1. Grab Those REITs While They’re Still Hot
A real estate investment trust is a company that owns or finances real estate. Said real estate must produce income for it to be a real estate investment trust. The company must also invest at least 75% of its total assets in real estate, cash or U.S. Treasuries.
There are three kinds of REITs you could invest in. Most are equity REITs. These investments require the REIT to distribute at least 90% of the portfolio’s income to shareholders. These types of REITs invest directly in real estate.
Mortgage REITs loan money to real estate owners in the form of mortgages and various types of real estate loans. The money you earn comes from a net interest margin.
Hybrid REITs are a combination of the previous two.
2. Mutual Funds Are a Classical and Solid Option
While REITs are a type of mutual fund, you can invest in other real estate mutual funds as well. These kinds of mutual funds provide an opportunity to brush up against domestic and international stock positions.
They’ve outperformed the stock market historically, but they’re also slightly higher risk than your typical stocks and bonds. This means it shouldn’t be your sole source of investment. It should be part of a diverse portfolio.
But it’s a fairly lucrative investment if done right.
There are thousands of mutual funds available. A fraction of those are real estate mutual funds. How then do you pick a mutual fund?
Look at the Expense Ratio
Each real estate mutual fund must overcome costs before it can make money for investors. When mutual funds express this amount, they do so using a ratio or percentage.
You want to pick a mutual fund with a low expense ratio. If you don’t, the decision or lack of wisdom could put a massive dent in your potential wealth.
High Turnover Ratios Are a No Go
This is a tax problem.
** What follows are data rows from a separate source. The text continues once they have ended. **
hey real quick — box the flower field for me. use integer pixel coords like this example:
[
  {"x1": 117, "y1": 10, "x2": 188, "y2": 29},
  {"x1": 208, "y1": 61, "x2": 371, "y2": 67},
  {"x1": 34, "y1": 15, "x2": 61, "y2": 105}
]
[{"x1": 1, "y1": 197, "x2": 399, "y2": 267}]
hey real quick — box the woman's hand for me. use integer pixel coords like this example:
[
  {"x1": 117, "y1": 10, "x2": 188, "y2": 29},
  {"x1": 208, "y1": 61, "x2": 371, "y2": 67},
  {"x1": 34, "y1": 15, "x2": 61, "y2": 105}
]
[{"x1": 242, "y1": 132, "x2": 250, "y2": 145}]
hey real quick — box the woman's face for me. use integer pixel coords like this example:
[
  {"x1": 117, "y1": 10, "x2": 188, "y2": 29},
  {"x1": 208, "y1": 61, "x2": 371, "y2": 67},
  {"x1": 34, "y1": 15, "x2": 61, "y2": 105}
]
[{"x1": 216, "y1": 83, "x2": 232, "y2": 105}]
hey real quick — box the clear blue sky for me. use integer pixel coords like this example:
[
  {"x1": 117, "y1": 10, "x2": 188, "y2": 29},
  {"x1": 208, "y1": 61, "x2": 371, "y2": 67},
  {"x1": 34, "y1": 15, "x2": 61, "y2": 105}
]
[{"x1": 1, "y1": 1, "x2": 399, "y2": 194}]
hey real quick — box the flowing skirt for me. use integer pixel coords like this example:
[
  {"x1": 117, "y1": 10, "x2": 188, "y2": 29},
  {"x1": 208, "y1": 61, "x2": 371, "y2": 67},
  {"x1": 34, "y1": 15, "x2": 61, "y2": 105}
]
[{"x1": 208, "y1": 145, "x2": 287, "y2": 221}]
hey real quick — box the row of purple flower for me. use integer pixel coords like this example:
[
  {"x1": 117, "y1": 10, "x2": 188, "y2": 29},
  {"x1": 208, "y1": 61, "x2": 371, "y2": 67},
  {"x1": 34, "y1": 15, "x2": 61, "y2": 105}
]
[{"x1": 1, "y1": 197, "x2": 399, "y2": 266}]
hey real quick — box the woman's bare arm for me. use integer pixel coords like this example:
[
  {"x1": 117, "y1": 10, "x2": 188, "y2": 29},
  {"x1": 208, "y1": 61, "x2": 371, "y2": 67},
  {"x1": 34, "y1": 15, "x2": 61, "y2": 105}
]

If you jump into a mutual fund that turns over 50% or more of their portfolio each year, stay away.
Why? Because the taxman will tax the property every time it’s sold. The longer a mutual fund holds onto property, the less the taxman will take out.
The Management Team Needs Experience
Who did the mutual fund hire to manage the portfolio? Will they be successful? Will they manage your portfolio well?
And ask if they have skin in the game. If a manager doesn’t have a substantial amount of their own net worth invested alongside fund holders, find another mutual fund.